OPINION OF THE COURT

Richard F. Braun, J.

This is a special proceeding, pursuant to McKinney’s Unconsolidated Laws of NY § 4221 (L 1911, ch 773, § 1), brought by citizens of the State of New York, including New York State Senator Martin Malavé Dilan, seeking a review of the reapportionment of the New York State Senate. Such a reapportionment is required every 10 years, after the federal census occurs. Petitioners are suing for declaratory and injunctive relief barring respondents from enforcing the amendment to State Law § 123 increasing the size of the New York Senate to 63 districts. Petitioners contend that the 63 district plan is contrary to article III, § 4 of the New York Constitution, which sets the formula for increasing the number of State Senate districts based upon population growth. Petitioners assert that the Legislature failed to apply the formula consistently, rationally, and in good faith. Respondents are the Governor of the State of New York, Andrew M. Cuomo; the Lieutenant Governor, who is also President of the State Senate, Robert J. Duffy;1 Senate Majority Leader and President Pro Tempore of the Senate, Dean G. Skelos (Skelos); Speaker of the Assembly, Sheldon Silver; and the New York State Board of Elections.2

The New York Constitution of 1894 created a 50 seat State Senate.
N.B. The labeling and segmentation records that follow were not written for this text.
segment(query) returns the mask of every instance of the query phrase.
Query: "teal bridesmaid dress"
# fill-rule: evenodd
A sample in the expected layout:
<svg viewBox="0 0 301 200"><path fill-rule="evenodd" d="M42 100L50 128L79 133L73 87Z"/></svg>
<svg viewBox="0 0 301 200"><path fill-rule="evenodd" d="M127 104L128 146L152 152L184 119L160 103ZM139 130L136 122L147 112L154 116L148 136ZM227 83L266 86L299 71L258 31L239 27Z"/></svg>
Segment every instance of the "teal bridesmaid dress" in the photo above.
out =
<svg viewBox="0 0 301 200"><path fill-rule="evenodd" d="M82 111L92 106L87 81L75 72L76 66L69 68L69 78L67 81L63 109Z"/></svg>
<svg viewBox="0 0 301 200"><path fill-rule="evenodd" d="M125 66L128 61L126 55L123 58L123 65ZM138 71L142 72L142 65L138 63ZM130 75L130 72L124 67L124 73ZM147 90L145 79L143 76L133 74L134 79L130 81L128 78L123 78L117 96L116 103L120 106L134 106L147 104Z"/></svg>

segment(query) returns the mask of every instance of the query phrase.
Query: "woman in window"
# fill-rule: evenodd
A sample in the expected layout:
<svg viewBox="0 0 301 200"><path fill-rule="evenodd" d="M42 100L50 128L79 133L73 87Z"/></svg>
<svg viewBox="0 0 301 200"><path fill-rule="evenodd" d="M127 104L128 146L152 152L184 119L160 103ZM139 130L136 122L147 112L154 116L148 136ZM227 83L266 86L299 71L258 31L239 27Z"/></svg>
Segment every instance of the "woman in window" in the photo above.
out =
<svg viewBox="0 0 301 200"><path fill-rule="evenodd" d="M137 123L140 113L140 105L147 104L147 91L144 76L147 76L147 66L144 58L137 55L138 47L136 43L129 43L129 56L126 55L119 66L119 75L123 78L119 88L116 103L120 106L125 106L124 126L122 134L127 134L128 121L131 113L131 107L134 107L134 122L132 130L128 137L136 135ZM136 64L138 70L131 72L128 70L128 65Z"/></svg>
The formula in article III, § 4 of the New York Constitution adjusts the size of the State Senate to account for any county population growth as found in each decennial census. The process involves determining the ratio of the populations of the state’s most populous counties to 1/50 of the state’s total [432]*432population, dropping any remainder, and comparing that number to the number of State Senate seats in those counties in 1894, when the constitutional provision was first enacted.3 Said another way, article III, § 4 requires that the state’s population pursuant to the most recent census be divided by 50, the number of senatorial districts in 1894. The resulting quotient is known as the ratio for the year. The current population of each county with three or more Senate districts — with 6% or more of the state’s population — is then divided by the ratio for the year. Then any remainder is dropped. The resulting “full ratio” is then compared to the number of State Senate districts that such counties contained in 1894 (see Matter of Schneider v Rockefeller, 31 NY2d 420, 432 [1972]). If a county’s current number of full ratios is greater than the number of Senate districts that the county contained in 1894, then the size of the Senate is increased by the difference between those two numbers. If there are fewer full ratios for a county, then the number of Senate seats for the county remains the same as in 1894. However, because certain counties did not exist in 1894 and because certain 1894 Senate districts were comprised of more than one county, the calculation necessarily requires that certain counties be combined. (Id. at 432-434.)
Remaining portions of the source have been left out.